OS: Mac OS X → Windows 7
Attachment #479335 - Attachment is obsolete: true
Attachment #479343 - Flags: review?(jdaggett)
Attachment #479335 - Flags: review?(jdaggett)
OS: Windows 7 → Mac OS X
>      while (scriptRuns.Next(runStart, runLimit, runScript)) {
> +        if (runScript <= HB_SCRIPT_INHERITED) {
> +            // For unresolved "common" or "inherited" runs, default to Latin
> +            // for now.
> +            // (Should we somehow use the language or locale to try and infer
> +            // a better default?)
> +            runScript = HB_SCRIPT_LATIN;
> +        }

This seems reasonable but aren't combining diacritics classified as
"common"?  Would it make more sense to use the script code preceding the
"common" case so that font selection will occur the same way?
Diacritics are "inherited" rather than "common", but the issue would be similar.

However, if there's anything "non-common/inherited" preceding (or following) in the textrun, the script itemizer will handle "inheriting" the actual script to the common characters so that they become part of the same script run. The problem only arises in cases (like yours) where the textrun contains ONLY such script-agnostic characters, so there's no useful context available.
Comment on attachment 479343 [details] [diff] [review]
patch, v1.1 - fixed patch to use the right variable name!

Looks fine then.
Attachment #479343 - Flags: review?(jdaggett) → review+
Comment on attachment 479343 [details] [diff] [review]
patch, v1.1 - fixed patch to use the right variable name!

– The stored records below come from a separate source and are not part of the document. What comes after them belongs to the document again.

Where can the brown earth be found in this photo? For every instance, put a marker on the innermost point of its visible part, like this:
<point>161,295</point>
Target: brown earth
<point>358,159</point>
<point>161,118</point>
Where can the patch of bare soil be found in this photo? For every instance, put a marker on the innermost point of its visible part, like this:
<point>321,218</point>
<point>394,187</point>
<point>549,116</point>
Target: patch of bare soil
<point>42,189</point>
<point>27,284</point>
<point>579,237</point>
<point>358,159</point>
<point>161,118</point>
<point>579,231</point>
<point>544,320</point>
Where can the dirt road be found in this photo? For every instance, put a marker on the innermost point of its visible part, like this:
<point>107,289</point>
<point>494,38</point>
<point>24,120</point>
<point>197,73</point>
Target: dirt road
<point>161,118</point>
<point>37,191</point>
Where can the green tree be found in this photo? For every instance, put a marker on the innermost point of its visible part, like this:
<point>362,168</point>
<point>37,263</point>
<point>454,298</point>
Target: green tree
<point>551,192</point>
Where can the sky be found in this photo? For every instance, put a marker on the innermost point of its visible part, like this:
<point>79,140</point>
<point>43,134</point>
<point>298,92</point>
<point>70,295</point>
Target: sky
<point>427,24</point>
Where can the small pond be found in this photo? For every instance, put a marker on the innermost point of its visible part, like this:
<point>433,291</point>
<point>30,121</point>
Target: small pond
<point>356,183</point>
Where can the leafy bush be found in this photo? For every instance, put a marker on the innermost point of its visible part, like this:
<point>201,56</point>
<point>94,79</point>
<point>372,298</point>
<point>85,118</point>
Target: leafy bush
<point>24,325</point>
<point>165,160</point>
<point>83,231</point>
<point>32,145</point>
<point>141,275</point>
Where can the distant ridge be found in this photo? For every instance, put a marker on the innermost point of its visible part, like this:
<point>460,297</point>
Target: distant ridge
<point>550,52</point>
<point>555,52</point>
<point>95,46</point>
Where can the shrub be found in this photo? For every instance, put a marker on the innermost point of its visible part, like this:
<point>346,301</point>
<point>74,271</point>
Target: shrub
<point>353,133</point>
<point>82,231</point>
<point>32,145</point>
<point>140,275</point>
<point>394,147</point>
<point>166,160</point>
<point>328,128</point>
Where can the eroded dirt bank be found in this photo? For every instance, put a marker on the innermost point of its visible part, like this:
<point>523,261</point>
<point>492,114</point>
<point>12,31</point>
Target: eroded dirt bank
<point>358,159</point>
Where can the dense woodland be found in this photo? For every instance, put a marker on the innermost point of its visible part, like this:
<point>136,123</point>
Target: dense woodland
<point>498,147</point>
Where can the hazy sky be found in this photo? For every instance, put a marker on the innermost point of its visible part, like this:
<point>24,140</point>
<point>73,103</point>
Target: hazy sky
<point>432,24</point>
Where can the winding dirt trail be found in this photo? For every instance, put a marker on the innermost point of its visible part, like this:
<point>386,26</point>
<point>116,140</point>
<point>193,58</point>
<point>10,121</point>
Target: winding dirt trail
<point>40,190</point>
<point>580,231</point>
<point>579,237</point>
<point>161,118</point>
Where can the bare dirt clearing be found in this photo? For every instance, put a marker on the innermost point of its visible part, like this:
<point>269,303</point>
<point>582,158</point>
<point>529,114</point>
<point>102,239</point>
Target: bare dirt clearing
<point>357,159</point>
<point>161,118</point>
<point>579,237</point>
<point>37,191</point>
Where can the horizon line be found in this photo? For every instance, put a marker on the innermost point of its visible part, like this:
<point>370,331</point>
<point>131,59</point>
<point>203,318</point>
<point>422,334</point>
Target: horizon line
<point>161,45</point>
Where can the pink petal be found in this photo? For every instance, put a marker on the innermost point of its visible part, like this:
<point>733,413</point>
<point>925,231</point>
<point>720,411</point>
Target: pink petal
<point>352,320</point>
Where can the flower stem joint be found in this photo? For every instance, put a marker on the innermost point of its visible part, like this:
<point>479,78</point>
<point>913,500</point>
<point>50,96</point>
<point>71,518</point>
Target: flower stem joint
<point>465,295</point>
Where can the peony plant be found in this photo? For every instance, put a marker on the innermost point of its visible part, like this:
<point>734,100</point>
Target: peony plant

Requesting approval to land this on trunk for Gecko 2.0 once we open up after beta7. It's a well-contained, low-risk patch that gives us more consistent and predictable behavior for our new font feature support. Without this, users may be unable to activate features on text runs containing only "script-agnostic" characters such as digits/punctuation with some fonts.
Attachment #479343 - Flags: approval2.0?
Attachment #479343 - Flags: approval2.0? → approval2.0+
http://hg.mozilla.org/mozilla-central/rev/d12bb59deb69
Status: NEW → RESOLVED
Closed: 14 years ago
Resolution: --- → FIXED
Could switching from default to latin disable some feature for languages with non-Latin scripts?
(In reply to comment #9)
> Without this, users may
> be unable to activate features on text runs containing only "script-agnostic"
> characters such as digits/punctuation with some fonts.

Or is this implying that there is no such thing as a "default" script table entry?